Swift follow up observations centered on this position were made for 5 ks on November 21, 2012. The UVOT data show that the source NVSS J141828+354250 is within the LAT error circle and significantly brighter than historical magnitudes. The UVOT results are:
U = 17.38+/-0.08
W1 = 17.48+/-0.07
W2 = 17.65+/-0.05
M2 = 17.55+/-0.06
where the errors are 1-sigma and the units are in UVOT Vega system.
A historical photometric measurement of this source from the Sloan Digital Sky Survey shows a U Vega magnitude of 19.24. Further multi-wavelength observations will allow us to confirm this identification. A preliminary analysis of the XRT data on NVSS J141828+354250 in the 0.3-10 keV range shows a steep X-ray spectrum (photon index = 2.6 +0.8/-0.6). Note the large error in the photon index. NVSS J141828+354250 is not detected as an X-ray source in any all sky X-ray survey. We thank the Swift team for their rapid scheduling of these observations.
Because Fermi operates in an all-sky scanning mode, regular gamma-ray monitoring of this source will continue. Multiwavelength observations during the ongoing activity of this source are strongly encouraged.
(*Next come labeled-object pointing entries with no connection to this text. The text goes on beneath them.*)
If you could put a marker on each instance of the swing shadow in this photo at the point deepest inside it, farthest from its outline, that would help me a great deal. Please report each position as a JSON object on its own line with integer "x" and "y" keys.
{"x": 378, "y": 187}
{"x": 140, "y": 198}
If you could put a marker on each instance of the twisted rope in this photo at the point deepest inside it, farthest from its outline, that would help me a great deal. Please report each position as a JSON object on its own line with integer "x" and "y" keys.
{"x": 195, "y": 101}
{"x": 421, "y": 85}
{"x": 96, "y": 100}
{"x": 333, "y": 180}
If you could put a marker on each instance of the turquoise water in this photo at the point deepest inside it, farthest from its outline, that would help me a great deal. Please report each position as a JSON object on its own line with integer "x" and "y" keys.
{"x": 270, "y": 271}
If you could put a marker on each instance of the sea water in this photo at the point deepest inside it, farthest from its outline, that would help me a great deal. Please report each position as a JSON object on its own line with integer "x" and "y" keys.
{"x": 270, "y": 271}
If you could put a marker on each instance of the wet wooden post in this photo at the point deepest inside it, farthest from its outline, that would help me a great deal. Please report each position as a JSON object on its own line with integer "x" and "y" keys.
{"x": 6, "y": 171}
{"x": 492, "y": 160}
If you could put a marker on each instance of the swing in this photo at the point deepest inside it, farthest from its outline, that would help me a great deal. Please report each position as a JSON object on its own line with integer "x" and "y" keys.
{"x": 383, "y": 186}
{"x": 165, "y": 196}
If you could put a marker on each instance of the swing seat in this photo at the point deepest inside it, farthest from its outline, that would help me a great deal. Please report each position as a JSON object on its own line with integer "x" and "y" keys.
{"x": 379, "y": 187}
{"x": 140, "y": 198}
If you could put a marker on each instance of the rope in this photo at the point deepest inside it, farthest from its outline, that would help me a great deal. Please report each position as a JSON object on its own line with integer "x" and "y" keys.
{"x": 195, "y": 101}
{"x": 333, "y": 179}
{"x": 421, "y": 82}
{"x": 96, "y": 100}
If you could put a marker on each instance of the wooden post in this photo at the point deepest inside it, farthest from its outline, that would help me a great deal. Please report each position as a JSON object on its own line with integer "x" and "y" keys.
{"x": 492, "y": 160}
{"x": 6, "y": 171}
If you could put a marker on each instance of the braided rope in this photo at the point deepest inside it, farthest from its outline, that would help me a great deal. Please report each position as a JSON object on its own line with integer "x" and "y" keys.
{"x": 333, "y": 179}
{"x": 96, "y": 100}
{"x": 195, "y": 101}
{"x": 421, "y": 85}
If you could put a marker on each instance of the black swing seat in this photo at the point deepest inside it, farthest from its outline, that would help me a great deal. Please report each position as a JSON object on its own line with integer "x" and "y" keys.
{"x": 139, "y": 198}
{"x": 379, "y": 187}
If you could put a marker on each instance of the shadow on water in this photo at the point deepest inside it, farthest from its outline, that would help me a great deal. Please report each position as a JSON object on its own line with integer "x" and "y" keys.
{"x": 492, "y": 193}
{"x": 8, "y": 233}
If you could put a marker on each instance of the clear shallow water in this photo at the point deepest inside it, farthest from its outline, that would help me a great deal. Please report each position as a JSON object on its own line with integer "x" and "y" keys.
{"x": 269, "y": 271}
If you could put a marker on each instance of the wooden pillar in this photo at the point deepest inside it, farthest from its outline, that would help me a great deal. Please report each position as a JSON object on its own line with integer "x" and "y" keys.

The Fermi LAT contact person is Michael Dutka (e-mail: email@example.com).
The Fermi LAT is a pair conversion telescope designed to cover the energy band from 20 MeV to greater than 300 GeV. It is the product of an international collaboration between NASA and DOE in the U.S. and many scientific institutions across France, Italy, Japan and Sweden.